I had just come out of a meeting with a family regarding the development of a success plan for their son who was transitioning to a new school in the district. There were  concerns about how he would fit in and how he would make connections in this new learning community. I ended-up back in my office and my eye was caught by a news headline about a student athlete being singled-out for a very positive action.

It was a jarring first line  –  “For one day, a mother says, she didn’t have to worry about her autistic son eating lunch by himself.”

Clearly the writer had been listening in his English/Journalism classes when the teacher/professor challenged students to hook the reader with an engaging opening sentence. I was taking line like a blue fin.
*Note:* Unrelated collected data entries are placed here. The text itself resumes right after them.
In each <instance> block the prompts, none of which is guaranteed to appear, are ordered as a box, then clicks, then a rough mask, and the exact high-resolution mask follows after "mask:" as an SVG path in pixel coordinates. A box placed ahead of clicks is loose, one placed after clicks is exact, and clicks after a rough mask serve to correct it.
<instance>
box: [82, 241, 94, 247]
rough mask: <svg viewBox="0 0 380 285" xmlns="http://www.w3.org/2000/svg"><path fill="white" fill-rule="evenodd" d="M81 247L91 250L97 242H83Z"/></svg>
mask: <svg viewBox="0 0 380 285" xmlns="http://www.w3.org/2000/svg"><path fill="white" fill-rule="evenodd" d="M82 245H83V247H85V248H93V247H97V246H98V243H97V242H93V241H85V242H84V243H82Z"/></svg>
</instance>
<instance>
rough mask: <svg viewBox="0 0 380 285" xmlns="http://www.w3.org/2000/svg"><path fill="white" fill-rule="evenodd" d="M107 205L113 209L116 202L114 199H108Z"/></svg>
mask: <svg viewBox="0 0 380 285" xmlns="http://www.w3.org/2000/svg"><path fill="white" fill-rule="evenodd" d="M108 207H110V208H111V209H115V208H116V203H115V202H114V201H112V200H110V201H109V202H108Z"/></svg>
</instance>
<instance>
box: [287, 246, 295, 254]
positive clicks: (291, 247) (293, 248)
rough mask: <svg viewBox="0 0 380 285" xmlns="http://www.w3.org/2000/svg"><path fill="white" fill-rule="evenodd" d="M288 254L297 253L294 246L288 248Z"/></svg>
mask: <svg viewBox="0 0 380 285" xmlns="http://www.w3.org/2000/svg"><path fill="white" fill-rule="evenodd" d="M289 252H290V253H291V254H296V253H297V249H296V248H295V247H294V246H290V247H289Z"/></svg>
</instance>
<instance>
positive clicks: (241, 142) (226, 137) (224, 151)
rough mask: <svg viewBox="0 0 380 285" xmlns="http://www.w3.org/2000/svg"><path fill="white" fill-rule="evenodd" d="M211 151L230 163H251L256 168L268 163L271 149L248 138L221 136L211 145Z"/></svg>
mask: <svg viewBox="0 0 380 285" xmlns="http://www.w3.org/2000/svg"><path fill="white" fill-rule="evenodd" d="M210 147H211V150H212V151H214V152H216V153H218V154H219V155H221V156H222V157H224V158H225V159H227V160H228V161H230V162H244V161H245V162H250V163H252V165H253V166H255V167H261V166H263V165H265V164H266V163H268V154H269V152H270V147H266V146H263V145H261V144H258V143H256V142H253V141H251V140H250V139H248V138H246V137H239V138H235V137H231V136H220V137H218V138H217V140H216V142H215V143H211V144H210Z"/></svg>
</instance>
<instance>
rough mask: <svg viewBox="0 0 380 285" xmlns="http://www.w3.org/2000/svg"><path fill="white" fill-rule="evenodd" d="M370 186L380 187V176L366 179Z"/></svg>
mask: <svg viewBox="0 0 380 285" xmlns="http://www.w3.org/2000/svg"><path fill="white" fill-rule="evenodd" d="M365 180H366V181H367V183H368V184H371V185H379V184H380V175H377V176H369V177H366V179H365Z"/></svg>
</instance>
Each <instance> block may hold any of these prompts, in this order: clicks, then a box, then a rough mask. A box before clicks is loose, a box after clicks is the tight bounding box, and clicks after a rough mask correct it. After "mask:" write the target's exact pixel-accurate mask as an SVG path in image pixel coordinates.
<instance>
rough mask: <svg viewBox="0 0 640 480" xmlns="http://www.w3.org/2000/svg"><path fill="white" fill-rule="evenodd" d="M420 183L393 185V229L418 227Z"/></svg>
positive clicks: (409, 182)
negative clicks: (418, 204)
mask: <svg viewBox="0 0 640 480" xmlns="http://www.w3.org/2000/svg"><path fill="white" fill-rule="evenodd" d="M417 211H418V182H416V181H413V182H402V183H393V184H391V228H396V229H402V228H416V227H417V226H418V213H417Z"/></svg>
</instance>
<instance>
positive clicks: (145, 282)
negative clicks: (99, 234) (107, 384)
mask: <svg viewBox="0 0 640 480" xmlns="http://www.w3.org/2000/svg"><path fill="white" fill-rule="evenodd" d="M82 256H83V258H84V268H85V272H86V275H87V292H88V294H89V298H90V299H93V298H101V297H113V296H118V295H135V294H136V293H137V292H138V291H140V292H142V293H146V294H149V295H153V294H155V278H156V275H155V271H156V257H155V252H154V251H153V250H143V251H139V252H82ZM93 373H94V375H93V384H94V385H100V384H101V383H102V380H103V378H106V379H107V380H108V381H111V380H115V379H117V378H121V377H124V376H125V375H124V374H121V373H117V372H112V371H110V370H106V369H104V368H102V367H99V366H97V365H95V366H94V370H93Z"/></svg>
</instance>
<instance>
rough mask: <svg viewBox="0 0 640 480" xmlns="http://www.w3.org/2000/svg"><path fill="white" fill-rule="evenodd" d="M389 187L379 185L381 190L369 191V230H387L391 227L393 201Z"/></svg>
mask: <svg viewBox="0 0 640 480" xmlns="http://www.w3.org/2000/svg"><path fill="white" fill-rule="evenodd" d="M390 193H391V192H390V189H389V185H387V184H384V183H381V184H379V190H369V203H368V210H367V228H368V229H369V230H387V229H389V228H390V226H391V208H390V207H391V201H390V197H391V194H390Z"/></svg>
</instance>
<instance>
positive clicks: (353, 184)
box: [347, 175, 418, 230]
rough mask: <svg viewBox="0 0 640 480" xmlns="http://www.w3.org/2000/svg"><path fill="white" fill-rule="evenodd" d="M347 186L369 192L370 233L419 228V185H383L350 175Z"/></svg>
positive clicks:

It was a simple gesture of kindness by Florida State University wide receiver Travis Rudolph — captured in the photo above and shared on Facebook; however, it resulted in tears streaming down the face of the sixth-grader’s mother, Leah Paske (and my own as I shared the story with my colleague).

“I’m not sure what exactly made this incredibly kind man share a lunch table with my son, but I’m happy to say it will not soon be forgotten. This is one day I didn’t have to worry if my sweet boy ate lunch alone, because he sat across from someone who is a hero in many eyes.”

Travis Rudolph was among several FSU players visiting a middle school in Tallahassee when he saw Bo Paske sitting alone in the cafeteria. Without a moment’s hesitation, the student athlete grabbed a slice of pizza and asked the isolated teen if he could join him.

“We just had a great conversation. He started off telling me his name was Bo and then telling me how much he loves Florida State. We went from there. It was real easy … you’d never think anything was wrong with him. He had a nice smile on his face. Just a really warm person. You can make someone’s day by being yourself and understanding the impact you have,” he said.

I have to remind myself that for every Ryan Lochte, there are nine Travis Rudolph’s out there quietly doing the right thing.